Final Fantasy VIII has a manual.

Obviously. It's a PSX-era game.

Now, I avoided looking at the manual precisely because it contained some out-of-game information about characters. But of course, as a child, I would have had access to that manual, and its knowledge would have informed my perception of the game; so in a sense avoiding it was sort of introducing an 'artificial' blindness. Still, I waited this long; and now that we are at least halfway through the game, I feel fairly confident that it's fine to look at now.

So let's look at the FFVIII manual. What does it say?

Well, we've talked a bit in the past about how the introduction of various characters is constructed in a somewhat awkward way - such as Selphie being introduced early on but never giving her name until we meet her again - which suggests that the game originally intended to allow us to rename all party members, before changing that to 'only Squall, Rinoa and the GFs' at some point in development?

Well, the manual all but confirms that's the case. Specifically, it says: ""The Name Entering Screen shown on the right will be displayed for Squall when he comes under player control for the first time. It also appears when Squall meets new members of his party or obtains new Guardian Forces. To rename a character or Guardian Force, use the directional button to select a letter and press the X button to choose it."

Beside that, the manual is mostly occupied by the mechanics of the game - understandably given their complexity; there are long pages explaining GFs, Junctioning, and Triple Triad, as well as the Tamagotchi-style Chocobo minigame played on a separate device. All good.

What I find more interesting is that the manual includes something a little more foreign today: a list of the characters that just tells you what their deal is before you even encounter them.

Or at least what their deal is as far as the manual is concerned.

Like, I hadn't realized how much my expectations of media had changed over time, but having the paratext tell you "this character may look gruff, but he actually has a heart of gold" before you actually meet the character and get to see for yourself that they have a heart of gold used to be standard for the fiction I consumed but feels like it no longer is? Maybe that's related to the rise of 'spoiler culture,' but, hm. "There's a sniper called Irvine who looks like he has a devil may care attitude but is in reality sensitive and serious" isn't spoilers, but it's something a modern story would let you experience firsthand rather than just tell you in the booklet?
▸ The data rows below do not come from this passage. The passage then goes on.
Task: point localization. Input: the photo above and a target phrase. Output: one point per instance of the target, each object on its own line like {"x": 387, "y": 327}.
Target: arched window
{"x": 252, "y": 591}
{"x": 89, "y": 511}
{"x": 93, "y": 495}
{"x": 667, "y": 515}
And this is compounded by the fact that said paratext is inconsistent as to whether it's telling you stuff you wouldn't know for a while ahead of time (Quistis's depressive tendencies), hiding character twists because it doesn't seem to know there's a twist (Selphie's violent tendencies), or saying stuff that is either actual spoilers for later in the game or just plain making shit up (Laguna being an actual journalist rather than that being the dream he never got to fulfill). It just feels... Old school.

Here's the character entries for all characters in the manual:






Also, I guess Laguna is a whole 27 years old, huh. And every other character is specifically, exactly 17 except for Seifer and Quistis, both 18.